2 warblers are calling out of the reeds in the early morning in the middle of Thailand. The one is a Black-browed Reed-Warbler (Acrocephalus bistrigiceps) this is clear. Checking some older images I stumbled over an Acrocephalus-Warbler, which at the time, I called a Blunt-winged Warbler (Acrocephalus concinens). I shot the image in January 2011 in the Laem Pak Bia Watertreatment plant in middle Thailand. I checked the Helm ID-guide “Warblers of Europe, Asia, and North Africa” and I start thinking due to the streaks on the breast and the thick bill it might have been a Oriental Reed-Warbler (Acrocephalus orientalis) instead. I opened a threat in www.birdforum.com.
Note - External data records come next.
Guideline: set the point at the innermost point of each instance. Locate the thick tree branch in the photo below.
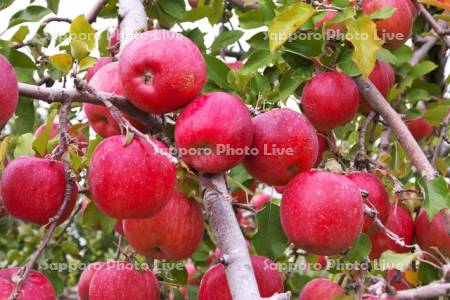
(134, 20)
(91, 16)
(55, 94)
(231, 242)
(434, 24)
(393, 120)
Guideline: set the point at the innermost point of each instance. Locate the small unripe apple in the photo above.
(107, 80)
(322, 289)
(377, 198)
(213, 132)
(284, 144)
(121, 281)
(330, 100)
(399, 222)
(101, 62)
(419, 128)
(214, 285)
(37, 286)
(174, 233)
(396, 29)
(33, 190)
(85, 279)
(79, 138)
(9, 95)
(380, 79)
(322, 212)
(162, 71)
(130, 181)
(435, 233)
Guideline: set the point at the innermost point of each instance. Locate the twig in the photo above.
(25, 271)
(394, 121)
(442, 135)
(434, 24)
(91, 16)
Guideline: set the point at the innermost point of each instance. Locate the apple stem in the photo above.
(394, 121)
(24, 272)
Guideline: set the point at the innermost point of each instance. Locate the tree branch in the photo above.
(55, 94)
(433, 23)
(393, 120)
(91, 16)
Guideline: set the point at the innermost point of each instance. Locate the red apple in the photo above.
(162, 71)
(213, 132)
(85, 279)
(101, 62)
(329, 100)
(121, 281)
(107, 80)
(114, 40)
(214, 285)
(33, 189)
(419, 128)
(380, 79)
(284, 144)
(10, 91)
(435, 233)
(241, 196)
(174, 233)
(79, 138)
(401, 223)
(322, 212)
(37, 286)
(130, 181)
(237, 65)
(377, 198)
(259, 200)
(396, 29)
(322, 289)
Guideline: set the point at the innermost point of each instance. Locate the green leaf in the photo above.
(383, 13)
(174, 8)
(436, 115)
(360, 249)
(256, 60)
(361, 32)
(224, 39)
(399, 261)
(422, 68)
(217, 71)
(40, 143)
(86, 63)
(62, 62)
(53, 5)
(20, 34)
(270, 239)
(32, 13)
(436, 195)
(286, 23)
(23, 145)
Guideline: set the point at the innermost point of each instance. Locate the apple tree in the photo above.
(234, 149)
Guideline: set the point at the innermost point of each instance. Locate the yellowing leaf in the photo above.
(362, 34)
(286, 23)
(444, 4)
(62, 62)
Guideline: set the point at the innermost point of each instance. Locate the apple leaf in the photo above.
(436, 195)
(361, 32)
(32, 13)
(62, 62)
(270, 239)
(40, 143)
(399, 261)
(286, 23)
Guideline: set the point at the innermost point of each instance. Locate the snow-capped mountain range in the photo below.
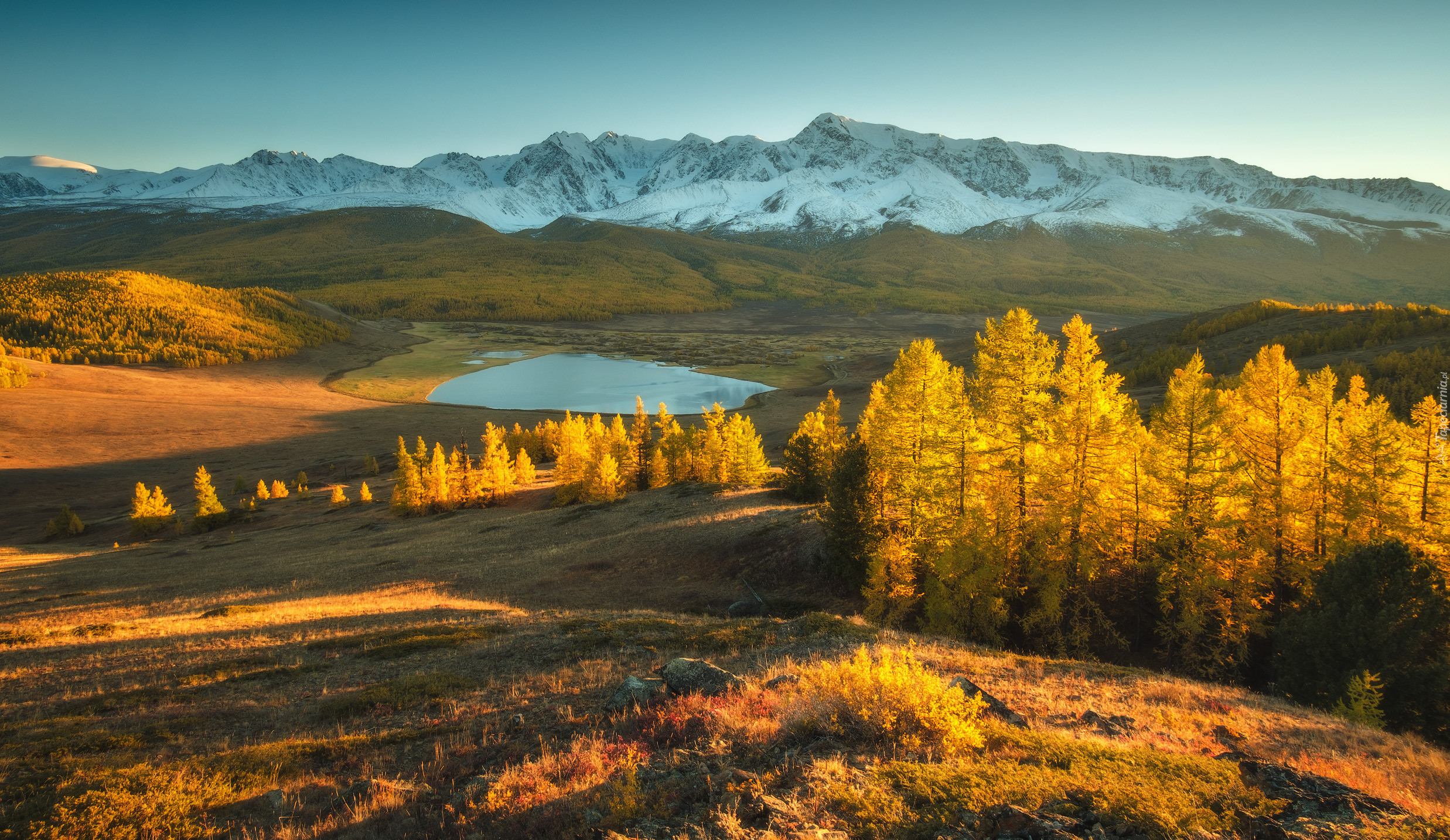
(837, 176)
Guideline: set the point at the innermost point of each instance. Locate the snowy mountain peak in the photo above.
(272, 159)
(837, 175)
(47, 162)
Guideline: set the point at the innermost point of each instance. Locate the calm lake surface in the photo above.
(586, 382)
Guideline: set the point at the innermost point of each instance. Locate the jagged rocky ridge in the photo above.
(837, 176)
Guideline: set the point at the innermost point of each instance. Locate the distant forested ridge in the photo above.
(1400, 351)
(135, 318)
(415, 263)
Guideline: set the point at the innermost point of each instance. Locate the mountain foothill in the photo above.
(1179, 576)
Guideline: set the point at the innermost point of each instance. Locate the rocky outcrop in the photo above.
(1307, 793)
(1317, 808)
(1011, 822)
(698, 677)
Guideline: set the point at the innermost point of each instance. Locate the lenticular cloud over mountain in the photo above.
(837, 177)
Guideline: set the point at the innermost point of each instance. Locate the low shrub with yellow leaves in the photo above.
(888, 700)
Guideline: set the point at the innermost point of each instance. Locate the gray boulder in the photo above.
(633, 692)
(698, 677)
(995, 707)
(746, 608)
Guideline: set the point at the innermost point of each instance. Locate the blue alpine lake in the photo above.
(588, 382)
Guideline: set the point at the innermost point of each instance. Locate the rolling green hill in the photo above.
(134, 318)
(1400, 350)
(429, 264)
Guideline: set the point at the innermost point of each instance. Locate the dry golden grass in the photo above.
(1182, 716)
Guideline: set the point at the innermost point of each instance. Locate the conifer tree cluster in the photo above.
(1029, 504)
(66, 524)
(209, 510)
(150, 513)
(444, 481)
(135, 318)
(593, 460)
(13, 373)
(598, 462)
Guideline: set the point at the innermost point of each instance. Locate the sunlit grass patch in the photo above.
(129, 700)
(889, 700)
(227, 668)
(1159, 794)
(135, 803)
(589, 634)
(11, 637)
(234, 610)
(398, 643)
(95, 630)
(398, 694)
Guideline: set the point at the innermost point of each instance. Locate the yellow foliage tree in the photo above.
(1268, 427)
(150, 513)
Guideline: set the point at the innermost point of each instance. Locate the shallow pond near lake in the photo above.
(586, 382)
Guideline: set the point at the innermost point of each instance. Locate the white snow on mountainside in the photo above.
(837, 176)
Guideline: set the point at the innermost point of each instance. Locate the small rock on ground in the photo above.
(633, 692)
(698, 677)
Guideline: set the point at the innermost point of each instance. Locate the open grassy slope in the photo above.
(347, 674)
(429, 264)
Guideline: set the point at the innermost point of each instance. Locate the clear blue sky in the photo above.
(1326, 87)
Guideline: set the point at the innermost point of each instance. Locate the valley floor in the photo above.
(341, 672)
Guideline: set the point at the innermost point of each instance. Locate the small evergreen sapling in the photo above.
(209, 510)
(1363, 697)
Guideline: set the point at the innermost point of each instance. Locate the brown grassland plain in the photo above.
(340, 672)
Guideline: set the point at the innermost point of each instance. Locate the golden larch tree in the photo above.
(1268, 425)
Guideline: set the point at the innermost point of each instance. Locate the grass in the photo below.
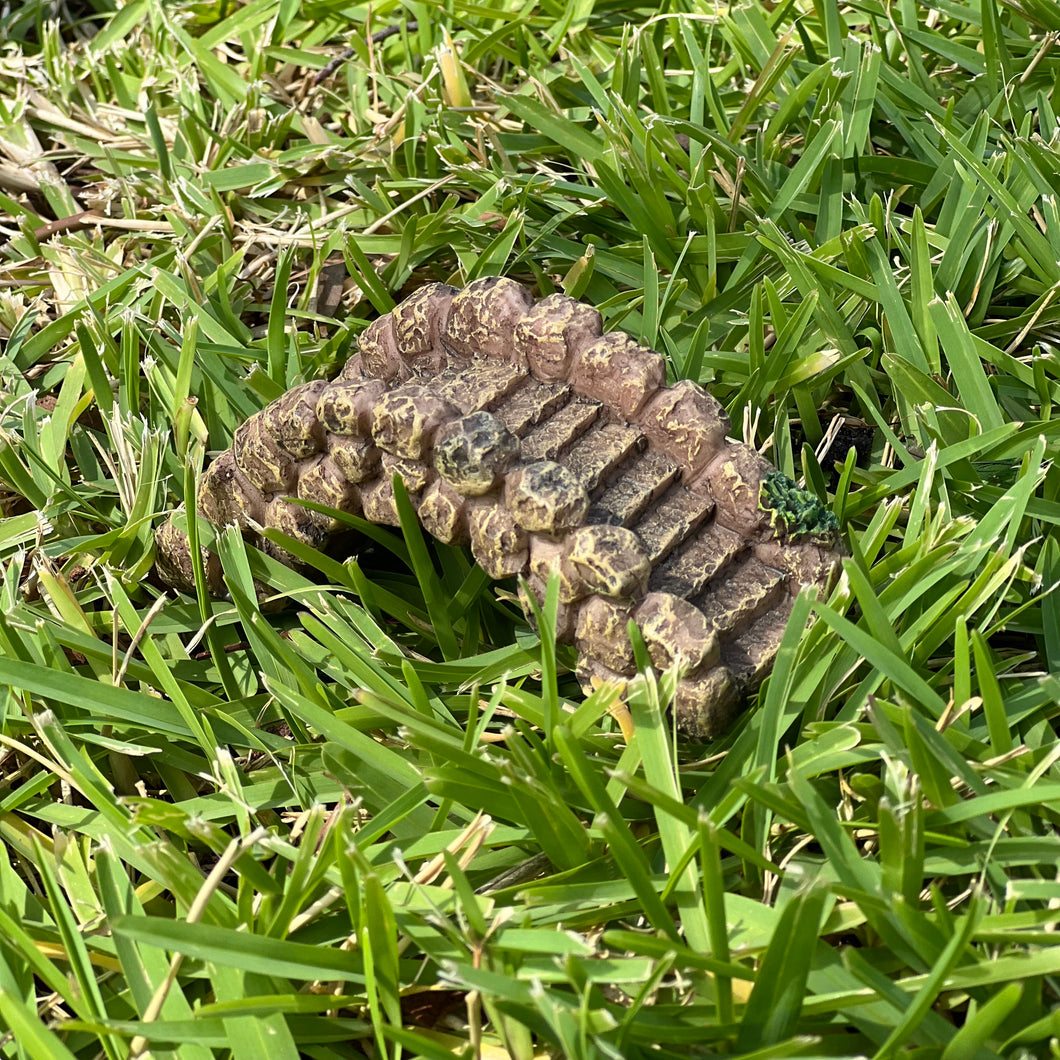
(378, 818)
Quite shortly, a specialist confirmed the ID with the words “…is indeed an Oriental Reed Warbler. Note in particular combination of grey streaked breast, strong supercilium, rather heavy bill and blue-grey legs.”
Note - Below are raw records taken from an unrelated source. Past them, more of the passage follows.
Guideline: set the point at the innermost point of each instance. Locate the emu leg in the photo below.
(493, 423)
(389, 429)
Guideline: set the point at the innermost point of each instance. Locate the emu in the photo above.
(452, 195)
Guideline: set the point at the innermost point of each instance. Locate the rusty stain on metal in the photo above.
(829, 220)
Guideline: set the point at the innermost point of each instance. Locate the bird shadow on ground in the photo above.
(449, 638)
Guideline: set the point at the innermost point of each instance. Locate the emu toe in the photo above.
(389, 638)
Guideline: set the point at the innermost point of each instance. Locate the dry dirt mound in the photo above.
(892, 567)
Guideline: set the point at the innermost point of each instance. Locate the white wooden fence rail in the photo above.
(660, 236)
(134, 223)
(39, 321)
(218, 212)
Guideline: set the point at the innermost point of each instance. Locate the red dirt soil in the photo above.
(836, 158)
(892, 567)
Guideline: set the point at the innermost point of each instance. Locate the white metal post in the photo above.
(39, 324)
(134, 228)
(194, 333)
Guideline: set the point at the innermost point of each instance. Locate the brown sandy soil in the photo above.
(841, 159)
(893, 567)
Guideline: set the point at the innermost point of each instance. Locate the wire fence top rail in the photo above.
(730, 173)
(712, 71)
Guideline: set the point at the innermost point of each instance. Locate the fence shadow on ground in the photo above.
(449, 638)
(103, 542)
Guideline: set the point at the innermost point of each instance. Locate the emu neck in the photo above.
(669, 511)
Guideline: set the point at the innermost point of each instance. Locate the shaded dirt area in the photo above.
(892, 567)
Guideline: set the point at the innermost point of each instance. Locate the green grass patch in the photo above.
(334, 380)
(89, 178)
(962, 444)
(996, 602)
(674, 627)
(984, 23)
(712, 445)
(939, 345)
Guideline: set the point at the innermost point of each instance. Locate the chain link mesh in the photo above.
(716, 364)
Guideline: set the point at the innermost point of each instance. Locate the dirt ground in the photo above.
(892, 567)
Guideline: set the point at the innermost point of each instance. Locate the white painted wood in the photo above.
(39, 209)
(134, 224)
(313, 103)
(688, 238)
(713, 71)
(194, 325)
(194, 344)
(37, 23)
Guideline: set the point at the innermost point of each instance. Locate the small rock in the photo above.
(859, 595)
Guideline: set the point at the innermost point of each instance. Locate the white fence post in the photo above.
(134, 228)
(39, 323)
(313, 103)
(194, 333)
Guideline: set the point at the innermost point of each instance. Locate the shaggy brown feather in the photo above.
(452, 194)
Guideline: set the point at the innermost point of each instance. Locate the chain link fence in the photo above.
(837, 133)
In the Laem Pak Bia Watertreatment plant, there are pools designed to purify the water a biological cleaning process with reeds. The staff is very nice; the gate is already open or they open it for the incoming bird-watcher. The swampy, watery or dry, more or less large pools are a perfect place to see many of the usual but also unusual birds of Thailand. This is particularly true in the winter season. Promptly I can see White-breasted Waterhen, Ruddy-breasted Crake and Pintail Snipe. A big flock of Whiskered Tern (Chlidonias hybrida) have gathered in one of the large water basins, which are used for pre-cleaning. There they collect micro insects from the water surface. A great sighting in the first morning light. At the end of the terrain, a flooded mangrove forest is located. In the rear area, just before the mangrove forest, there are a few narrow sedimentary bassins. Just when I arrived 2 warblers are calling from within the reeds. Eventually they come to the edge of the reeds and can be observed.